FINRA requests firms to supply the following summaries and descriptions by March 21:

  • A summary of the key policies and processes by which the firm establishes cultural values. In the summary, include whether this is a board-level function at the broker/dealer or at the corporate parent of the firm. If it is a board-level function, describe the board’s involvement. Also, provide a description of any steps initiated or completed in the past 24 months to promote, strengthen or change the firm’s culture.
  • A description of the processes employed by executive management, business unit leaders and control functions in establishing, communicating and implementing the firm’s cultural values. Include a description of how executive management communicates, promotes and establishes a “tone from the top” as it relates to cultural values (to the extent not covered by the previous question). Include a description of the firm’s approach to ensure that its cultural values are adopted and applied by middle management.
  • A description of how the firm assesses and measures the impact of cultural values (to the extent assessments and measures exist) and whether they have made a difference at the firm in achieving desired behaviors. Provide a summary of the policy statements, procedures, mission statements or other related documents that reflect the firm’s assessments and measures.

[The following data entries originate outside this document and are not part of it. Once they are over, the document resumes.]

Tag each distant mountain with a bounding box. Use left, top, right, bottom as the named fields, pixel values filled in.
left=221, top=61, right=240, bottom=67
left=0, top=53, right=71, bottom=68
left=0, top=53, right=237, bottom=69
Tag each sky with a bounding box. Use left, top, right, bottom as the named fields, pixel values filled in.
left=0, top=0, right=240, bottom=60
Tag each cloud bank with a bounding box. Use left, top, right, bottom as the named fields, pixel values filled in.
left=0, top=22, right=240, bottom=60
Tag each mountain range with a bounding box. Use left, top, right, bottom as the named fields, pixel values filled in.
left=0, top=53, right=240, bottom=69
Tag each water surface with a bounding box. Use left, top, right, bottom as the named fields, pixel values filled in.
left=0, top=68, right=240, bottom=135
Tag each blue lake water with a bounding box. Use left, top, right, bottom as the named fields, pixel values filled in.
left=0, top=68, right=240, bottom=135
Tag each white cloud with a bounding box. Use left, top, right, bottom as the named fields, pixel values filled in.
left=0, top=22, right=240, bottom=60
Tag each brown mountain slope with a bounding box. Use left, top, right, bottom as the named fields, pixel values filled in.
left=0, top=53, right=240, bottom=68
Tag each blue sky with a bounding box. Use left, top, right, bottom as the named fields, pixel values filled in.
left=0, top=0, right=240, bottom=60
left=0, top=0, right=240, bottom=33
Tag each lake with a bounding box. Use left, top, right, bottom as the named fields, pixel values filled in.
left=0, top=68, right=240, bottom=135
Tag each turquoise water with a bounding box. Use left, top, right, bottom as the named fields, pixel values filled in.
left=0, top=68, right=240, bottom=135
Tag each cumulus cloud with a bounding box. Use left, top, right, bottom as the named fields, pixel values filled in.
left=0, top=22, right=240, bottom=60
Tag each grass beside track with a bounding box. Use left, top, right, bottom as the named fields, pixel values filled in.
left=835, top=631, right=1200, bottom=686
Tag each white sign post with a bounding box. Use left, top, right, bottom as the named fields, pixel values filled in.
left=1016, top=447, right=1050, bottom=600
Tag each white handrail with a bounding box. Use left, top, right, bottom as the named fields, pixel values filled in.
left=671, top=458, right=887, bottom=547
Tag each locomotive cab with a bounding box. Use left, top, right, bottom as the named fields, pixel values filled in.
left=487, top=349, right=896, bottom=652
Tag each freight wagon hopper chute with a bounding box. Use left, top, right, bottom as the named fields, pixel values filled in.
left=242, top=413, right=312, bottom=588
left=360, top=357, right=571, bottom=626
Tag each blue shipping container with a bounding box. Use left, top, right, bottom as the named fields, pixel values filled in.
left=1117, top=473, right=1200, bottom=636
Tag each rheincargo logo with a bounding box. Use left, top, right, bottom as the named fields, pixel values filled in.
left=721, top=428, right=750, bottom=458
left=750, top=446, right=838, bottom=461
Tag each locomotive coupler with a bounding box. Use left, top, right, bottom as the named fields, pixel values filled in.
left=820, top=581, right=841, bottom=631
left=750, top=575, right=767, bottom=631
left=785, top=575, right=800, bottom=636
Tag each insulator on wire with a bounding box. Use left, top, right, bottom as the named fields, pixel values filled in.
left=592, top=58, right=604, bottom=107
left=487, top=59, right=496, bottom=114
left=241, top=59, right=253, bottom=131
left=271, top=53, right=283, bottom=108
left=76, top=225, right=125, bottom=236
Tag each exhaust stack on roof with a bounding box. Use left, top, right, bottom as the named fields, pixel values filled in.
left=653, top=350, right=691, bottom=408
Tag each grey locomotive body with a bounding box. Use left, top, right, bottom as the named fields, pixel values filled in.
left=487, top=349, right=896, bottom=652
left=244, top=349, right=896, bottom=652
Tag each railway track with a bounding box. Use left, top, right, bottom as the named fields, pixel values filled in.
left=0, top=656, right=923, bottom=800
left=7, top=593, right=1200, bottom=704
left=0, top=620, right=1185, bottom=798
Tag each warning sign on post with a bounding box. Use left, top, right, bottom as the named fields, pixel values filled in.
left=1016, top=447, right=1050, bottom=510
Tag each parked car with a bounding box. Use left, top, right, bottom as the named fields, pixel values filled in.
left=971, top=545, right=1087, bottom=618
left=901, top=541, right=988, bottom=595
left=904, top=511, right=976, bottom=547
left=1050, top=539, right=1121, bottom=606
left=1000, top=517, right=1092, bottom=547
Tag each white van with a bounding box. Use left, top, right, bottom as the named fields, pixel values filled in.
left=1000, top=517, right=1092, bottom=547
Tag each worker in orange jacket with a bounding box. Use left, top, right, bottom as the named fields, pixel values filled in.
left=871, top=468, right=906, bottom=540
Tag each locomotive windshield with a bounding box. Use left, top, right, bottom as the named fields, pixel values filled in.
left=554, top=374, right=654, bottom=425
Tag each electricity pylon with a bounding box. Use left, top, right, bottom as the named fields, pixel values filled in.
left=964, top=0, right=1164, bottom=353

  • What processes the firm uses to identify policy breaches, including the types of reports or other documents the firm relies on, in determining whether a breach of its cultural values has occurred. The summary should focus on those activities the firm considers directly related to reinforcing its culture.
  • How the firm addresses cultural value policy or process breaches, once they are discovered. How are policy or process breaches addressed? What is the escalation process to surface and resolve such breaches?
  • The firm's policies and processes, to identify and address subcultures in the firm that may depart from or undermine the cultural values articulated by the board and senior management.
  • The firm's compensation practices and how they reinforce the firm’s cultural values.
  • The cultural value criteria used to determine promotions, compensation or other rewards. Describe opportunities for promotion to the managing director or equivalent level available to personnel of the compliance, legal, risk and internal audit functions.